Gene signature scores in human glomeruli and tubules demonstrate model translatability. Publicly available gene expression data from isolated glomerular and tubular cells from 15 HDs and 32 patients with LN were examined for gene signatures similar to those identified in NZB/W‐F1 mice. (A) Patients with LN exhibit a significantly elevated IFN signature in glomeruli and tubules compared to HDs. (B) Patients with LN exhibit a significant increase in the JAK1 signature in glomeruli but a significant decrease in JAK1 signature in tubules compared to HDs. (C, D) Nephrotic and injury‐associated up‐ and down‐gene signatures were significantly different between LN glomeruli and tubules compared to HDs. *P < 0.05; **P < 0.01; ****P < 0.0001 vs HDs. HD, healthy donor; IFN, interferon; LN, lupus nephritis.

Nephrotic and injury‐associated gene expression was also different between HDs and patients with LN. Like the mouse kidney analysis, 15 the nephrotic genes from Park et al 16 that differed in expression between LN and HDs were used to determine a gene signature score. The identified signature contained 12 genes that overlapped with mouse (Supplementary Figure 4). As shown in Figure 6C, the nephrotic up‐gene signature was significantly different between LN and HD glomeruli and tubules, whereas the nephrotic down‐gene signature was significantly different only in the glomeruli. The injury‐associated up‐ and down‐gene signatures were significantly different between LN and HDs in both cell types (Figure 6D). Thus, the gene signatures associated with proteinuria that were normalized by ABT‐317 treatment in mice were altered in the glomeruli and tubules of human LN. Given the central role of the glomerulus in controlling urine protein levels, the strong JAK1 signature and altered expression of nephrotic genes suggests that a JAK1 inhibitor could be efficacious in reversing proteinuria in human LN.

DISCUSSION

JAK inhibitors have demonstrated clinical efficacy in a wide array of immunological diseases, including rheumatoid and psoriatic arthritis, atopic dermatitis, and ulcerative colitis. 21 , 22 Because the JAK–STAT pathway is crucial for signaling by a multitude of cytokines implicated in SLE pathogenesis, targeting JAK could be an effective treatment for SLE. Preclinical studies in murine SLE with tofacitinib and baricitinib have shown that JAK inhibition ameliorates disease in these animals. 23 , 24 , 25 Tofacitinib is considered a pan‐JAK inhibitor (with preference for JAK3 over 1 and 2) and baricitinib is a JAK1/2 inhibitor. 21 Here, we have described the ability of ABT‐317, a selective JAK1 inhibitor, to both prevent and reverse proteinuria, and to reduce salivary gland inflammation in the NZB/W‐F1 mouse model of SLE.

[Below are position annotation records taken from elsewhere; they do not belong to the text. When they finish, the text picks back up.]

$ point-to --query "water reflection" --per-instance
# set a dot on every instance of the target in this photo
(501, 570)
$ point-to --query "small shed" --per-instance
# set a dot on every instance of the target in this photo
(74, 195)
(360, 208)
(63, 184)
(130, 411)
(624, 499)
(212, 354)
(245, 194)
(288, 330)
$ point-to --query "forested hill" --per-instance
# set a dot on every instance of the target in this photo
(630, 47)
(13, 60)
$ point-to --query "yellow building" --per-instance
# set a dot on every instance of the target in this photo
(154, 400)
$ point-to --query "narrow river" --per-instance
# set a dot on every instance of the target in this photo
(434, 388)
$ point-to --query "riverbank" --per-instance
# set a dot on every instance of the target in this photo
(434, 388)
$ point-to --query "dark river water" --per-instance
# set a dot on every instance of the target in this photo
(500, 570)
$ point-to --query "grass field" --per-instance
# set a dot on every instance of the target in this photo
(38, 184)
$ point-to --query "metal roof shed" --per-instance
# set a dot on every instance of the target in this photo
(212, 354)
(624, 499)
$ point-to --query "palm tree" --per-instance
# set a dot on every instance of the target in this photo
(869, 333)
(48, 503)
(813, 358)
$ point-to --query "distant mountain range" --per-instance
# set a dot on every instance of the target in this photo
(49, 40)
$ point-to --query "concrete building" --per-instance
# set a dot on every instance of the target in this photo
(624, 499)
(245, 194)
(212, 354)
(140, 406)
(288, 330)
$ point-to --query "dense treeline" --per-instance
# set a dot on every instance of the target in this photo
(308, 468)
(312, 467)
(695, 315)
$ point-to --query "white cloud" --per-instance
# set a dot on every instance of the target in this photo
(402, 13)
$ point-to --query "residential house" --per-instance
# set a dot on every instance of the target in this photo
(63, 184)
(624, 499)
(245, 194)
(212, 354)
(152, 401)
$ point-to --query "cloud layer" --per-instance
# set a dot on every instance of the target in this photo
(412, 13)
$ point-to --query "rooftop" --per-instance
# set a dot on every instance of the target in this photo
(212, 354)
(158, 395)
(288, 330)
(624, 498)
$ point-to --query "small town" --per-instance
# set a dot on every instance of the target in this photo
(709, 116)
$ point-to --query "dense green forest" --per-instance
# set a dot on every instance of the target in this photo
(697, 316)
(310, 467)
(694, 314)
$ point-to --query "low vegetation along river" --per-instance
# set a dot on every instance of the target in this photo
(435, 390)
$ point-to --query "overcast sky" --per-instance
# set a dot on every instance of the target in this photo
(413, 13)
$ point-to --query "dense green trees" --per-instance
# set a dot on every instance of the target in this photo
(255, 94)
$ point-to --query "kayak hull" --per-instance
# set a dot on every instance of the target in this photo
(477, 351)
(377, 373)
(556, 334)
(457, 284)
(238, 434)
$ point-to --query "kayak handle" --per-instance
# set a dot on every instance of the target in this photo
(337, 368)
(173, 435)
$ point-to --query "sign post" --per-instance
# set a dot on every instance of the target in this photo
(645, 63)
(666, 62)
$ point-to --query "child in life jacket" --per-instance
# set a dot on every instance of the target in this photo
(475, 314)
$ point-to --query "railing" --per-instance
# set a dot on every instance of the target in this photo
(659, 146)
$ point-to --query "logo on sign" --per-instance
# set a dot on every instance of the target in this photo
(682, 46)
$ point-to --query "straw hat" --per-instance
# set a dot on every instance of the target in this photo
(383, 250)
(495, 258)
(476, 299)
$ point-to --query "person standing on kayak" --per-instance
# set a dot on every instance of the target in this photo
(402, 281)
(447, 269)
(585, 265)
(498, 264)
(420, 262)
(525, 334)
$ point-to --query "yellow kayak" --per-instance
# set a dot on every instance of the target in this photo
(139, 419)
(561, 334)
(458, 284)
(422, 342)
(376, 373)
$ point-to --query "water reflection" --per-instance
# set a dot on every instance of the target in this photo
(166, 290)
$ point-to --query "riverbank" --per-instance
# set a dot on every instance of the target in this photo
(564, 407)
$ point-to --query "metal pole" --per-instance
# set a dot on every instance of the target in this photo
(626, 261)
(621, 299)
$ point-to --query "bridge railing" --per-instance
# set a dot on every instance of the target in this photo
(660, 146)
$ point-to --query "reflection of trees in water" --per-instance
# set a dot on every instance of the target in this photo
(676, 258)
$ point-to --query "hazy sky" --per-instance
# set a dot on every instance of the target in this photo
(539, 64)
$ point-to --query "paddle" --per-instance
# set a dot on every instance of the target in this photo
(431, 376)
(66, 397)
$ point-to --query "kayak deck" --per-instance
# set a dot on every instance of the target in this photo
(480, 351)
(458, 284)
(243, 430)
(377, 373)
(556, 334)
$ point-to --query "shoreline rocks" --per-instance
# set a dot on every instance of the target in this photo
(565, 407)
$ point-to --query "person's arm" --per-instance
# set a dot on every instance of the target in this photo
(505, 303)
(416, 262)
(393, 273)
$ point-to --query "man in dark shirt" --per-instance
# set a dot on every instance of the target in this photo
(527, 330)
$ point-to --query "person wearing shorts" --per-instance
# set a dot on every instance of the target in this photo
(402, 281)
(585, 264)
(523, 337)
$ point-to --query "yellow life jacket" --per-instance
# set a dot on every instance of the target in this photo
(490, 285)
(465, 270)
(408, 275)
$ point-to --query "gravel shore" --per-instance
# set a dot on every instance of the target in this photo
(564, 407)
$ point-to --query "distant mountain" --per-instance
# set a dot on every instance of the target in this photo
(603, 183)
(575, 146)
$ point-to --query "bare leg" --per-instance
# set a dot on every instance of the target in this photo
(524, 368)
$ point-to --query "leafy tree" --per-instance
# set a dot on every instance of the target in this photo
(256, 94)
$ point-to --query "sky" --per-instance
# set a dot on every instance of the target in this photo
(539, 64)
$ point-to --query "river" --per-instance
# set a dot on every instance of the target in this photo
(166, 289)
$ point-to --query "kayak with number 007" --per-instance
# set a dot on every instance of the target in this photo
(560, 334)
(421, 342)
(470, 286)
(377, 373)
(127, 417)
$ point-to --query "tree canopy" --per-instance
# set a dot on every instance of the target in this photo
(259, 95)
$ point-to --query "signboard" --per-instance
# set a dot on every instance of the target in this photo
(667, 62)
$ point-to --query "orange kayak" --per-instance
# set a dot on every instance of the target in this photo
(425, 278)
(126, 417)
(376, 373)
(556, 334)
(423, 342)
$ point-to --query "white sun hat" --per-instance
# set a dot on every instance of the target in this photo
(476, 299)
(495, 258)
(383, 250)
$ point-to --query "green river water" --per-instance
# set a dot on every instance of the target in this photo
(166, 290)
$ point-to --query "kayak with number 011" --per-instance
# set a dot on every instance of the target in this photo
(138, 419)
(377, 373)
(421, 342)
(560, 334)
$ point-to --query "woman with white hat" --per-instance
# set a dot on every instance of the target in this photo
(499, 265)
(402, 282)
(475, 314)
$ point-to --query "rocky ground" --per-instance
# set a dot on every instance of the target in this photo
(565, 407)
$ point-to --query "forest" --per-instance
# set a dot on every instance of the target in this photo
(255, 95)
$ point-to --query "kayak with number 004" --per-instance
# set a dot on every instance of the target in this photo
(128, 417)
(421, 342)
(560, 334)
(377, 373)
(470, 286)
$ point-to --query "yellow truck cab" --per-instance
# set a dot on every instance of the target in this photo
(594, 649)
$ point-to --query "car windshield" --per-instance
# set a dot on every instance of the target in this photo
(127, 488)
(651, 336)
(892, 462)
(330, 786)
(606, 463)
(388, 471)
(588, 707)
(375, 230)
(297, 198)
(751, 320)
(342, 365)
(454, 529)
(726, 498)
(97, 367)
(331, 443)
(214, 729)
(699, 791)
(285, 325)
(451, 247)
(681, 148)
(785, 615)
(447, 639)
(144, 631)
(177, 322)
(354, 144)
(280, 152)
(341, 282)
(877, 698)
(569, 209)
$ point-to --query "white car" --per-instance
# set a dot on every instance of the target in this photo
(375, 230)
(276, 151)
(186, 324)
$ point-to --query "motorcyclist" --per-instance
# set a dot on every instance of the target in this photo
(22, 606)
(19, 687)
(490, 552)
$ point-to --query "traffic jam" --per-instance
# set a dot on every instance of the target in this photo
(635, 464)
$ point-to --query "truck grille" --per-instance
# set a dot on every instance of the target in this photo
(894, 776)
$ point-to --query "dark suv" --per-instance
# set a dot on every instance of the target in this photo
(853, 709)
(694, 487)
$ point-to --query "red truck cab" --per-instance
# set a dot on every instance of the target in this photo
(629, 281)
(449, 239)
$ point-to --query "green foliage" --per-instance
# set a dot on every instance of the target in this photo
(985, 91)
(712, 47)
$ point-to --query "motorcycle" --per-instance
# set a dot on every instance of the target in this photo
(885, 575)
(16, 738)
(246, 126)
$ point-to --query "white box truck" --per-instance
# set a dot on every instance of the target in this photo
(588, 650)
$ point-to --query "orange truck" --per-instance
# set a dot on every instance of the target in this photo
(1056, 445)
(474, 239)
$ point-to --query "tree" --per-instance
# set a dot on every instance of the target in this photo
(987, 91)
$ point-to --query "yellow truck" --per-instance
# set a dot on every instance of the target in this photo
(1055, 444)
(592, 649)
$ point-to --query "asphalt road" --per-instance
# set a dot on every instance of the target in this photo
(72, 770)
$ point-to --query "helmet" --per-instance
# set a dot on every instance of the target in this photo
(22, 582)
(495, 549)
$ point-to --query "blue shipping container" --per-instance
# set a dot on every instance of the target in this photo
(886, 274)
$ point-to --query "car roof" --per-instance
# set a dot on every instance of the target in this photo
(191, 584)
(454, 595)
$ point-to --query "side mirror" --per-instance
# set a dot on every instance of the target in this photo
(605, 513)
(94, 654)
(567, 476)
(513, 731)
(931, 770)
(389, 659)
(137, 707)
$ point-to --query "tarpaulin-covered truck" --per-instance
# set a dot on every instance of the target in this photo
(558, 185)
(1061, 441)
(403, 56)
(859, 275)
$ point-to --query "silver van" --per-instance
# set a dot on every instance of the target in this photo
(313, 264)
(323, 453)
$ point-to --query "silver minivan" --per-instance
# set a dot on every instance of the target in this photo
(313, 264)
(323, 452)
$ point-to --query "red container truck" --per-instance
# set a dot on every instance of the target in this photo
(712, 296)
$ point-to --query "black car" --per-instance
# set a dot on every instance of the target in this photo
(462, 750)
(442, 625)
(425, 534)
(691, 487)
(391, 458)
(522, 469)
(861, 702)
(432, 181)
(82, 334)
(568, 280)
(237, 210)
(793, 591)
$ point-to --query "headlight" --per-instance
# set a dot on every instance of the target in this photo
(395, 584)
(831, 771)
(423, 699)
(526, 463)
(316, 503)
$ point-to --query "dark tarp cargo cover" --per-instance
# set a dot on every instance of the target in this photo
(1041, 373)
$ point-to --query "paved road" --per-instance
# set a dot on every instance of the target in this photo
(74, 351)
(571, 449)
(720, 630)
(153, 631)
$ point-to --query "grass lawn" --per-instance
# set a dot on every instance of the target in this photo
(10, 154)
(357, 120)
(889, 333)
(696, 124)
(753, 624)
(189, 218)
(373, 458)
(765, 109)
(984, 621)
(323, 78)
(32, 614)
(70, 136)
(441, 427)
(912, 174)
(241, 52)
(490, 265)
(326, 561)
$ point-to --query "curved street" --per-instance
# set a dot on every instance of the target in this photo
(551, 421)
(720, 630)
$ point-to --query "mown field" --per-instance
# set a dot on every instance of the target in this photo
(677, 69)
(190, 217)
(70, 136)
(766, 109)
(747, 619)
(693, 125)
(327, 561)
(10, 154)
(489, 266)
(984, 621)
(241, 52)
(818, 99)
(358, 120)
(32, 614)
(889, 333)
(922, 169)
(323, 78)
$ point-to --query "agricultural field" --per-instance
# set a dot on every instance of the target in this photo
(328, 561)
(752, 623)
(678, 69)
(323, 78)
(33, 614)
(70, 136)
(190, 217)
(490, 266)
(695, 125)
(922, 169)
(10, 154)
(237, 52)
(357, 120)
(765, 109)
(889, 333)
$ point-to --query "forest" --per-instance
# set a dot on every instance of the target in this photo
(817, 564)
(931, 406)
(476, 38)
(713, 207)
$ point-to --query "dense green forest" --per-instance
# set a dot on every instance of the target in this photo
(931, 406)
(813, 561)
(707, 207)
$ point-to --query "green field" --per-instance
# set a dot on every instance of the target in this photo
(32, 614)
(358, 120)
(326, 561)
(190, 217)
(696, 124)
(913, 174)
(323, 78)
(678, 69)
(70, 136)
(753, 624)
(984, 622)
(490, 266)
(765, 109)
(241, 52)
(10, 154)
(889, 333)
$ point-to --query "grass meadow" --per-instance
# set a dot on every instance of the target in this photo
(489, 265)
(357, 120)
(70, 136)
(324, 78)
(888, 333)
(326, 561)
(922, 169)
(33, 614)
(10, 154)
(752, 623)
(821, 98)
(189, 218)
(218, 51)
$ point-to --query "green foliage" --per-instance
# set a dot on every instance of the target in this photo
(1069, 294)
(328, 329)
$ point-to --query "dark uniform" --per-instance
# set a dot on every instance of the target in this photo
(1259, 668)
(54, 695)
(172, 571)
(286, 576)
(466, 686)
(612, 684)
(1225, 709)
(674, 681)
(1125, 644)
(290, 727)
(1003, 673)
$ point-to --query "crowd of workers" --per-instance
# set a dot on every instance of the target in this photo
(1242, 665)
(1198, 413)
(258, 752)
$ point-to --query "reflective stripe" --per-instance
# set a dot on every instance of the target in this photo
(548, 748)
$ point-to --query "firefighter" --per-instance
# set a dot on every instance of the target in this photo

Prophylactic treatment with ABT‐317 resulted in sustained protection against proteinuria (Supplementary Figure 1A). Higher doses of ABT‐317 demonstrated a greater suppressive effect and offered long‐term protection against proteinuria following treatment cessation that was profoundly different from CellCept, a commonly used therapeutic in LN. 26 , 27 , 28 We speculate that ABT‐317 prevents and possibly reverses the activation of a disease critical mechanism(s) that results in autoreactive B cell activation and that time is required following treatment cessation to reset this mechanism. In agreement with this, all doses of ABT‐317 reduced the number of circulating B cells and prevented the increase in anti‐dsDNA antibodies (Supplementary Figure 2C and D). This is also consistent with the efficacy of prophylactic treatment with anti‐CD20 and the subsequent five‐month delay in disease development after B cell depletion, 29 as well as with the drug‐free remission induced in patients with SLE depleted of B cells by CD19 CAR T cell treatments that lasts long after B cell reconstitution. 30

Although prophylactic efficacy with ABT‐317 demonstrates proof of concept for using a JAK1 inhibitor in SLE, the ability to reverse established disease is a crucial characteristic for a potential SLE treatment. Few therapeutics have demonstrated reversal of severe proteinuria in mice. We previously reported therapeutic efficacy using the anti‐CD40 antagonist antibody, 201A3. 15 Other efficacious molecules tested in similar therapeutic models include an anti‐CD40L Fab′ fragment (CDP7657) 31 and the topoisomerase I inhibitor irinotecan. 32 , 33 Here, we have demonstrated the ability of ABT‐317 to reverse proteinuria comparably to anti‐CD40 (Figure 1A), with a subsequent survival rate of approximately 95% (Figure 1B). Treatment‐induced reduction of splenic B and T cell populations (Figure 1D and Supplementary Figure 2) likely contributed to the overall reduction of pathogenic B and T cell–driven inflammation, resulting in restoration of kidney function and validating the efficacy of JAK1 inhibition in reversing established murine disease.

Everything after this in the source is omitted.